It's one of the toughest decisions many people are making these days.
"It's a decision between 'am I going to be able to afford my groceries, and am I going to be able to pay my rent, and am I going to be able to pay my medication - and sometimes it's that I'm not going to take my medication because I'm going to feed my family," said Dr. Lisa Hauk of Wilson Health Center.
Here in Rochester and across New York, more doctors are trying to ebb the problem for patients by prescribing generics.
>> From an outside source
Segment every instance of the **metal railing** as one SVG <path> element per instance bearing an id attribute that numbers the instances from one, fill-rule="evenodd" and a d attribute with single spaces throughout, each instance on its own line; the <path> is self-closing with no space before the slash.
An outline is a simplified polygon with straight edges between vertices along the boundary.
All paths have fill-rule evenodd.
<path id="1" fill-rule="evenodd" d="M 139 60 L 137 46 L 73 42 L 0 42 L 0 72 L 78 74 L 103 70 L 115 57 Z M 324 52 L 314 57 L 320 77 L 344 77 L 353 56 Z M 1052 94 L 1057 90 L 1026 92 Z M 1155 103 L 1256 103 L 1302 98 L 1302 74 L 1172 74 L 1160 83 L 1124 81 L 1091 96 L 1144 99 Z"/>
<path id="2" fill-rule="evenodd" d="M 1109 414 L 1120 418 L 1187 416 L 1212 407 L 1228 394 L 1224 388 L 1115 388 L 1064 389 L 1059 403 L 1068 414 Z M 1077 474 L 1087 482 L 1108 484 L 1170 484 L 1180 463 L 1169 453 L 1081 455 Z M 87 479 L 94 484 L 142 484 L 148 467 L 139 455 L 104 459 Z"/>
According to a new report from Excellus Blue Cross Blue Shield, Upstate doctors who already prescribe generics have increased their prescription for patients - from nearly 30% to more than 50%.
"This is phenomenal news," said Joel Owerbach of Excellus BCBS. "This means the vast majority of physicians are prescribing most of the time generically, and that patients most of the time are using generic drugs at record levels."
The good news is this comes at a time when a lot of drugs have gone generic this year, many of them mental health drugs, which can be very expensive. On the bad side, many of the name brand drugs that are still out there have gone up in cost by up to 80%.
"Just in the last year, looking at the second quarter of 2008 to the second quarter of 2007, that increase was almost 16%," said Owerbach.
"There are a lot of costs associated with the research and development, so those medications that are brand-name," said Hauk. "The cost needs to be recouped."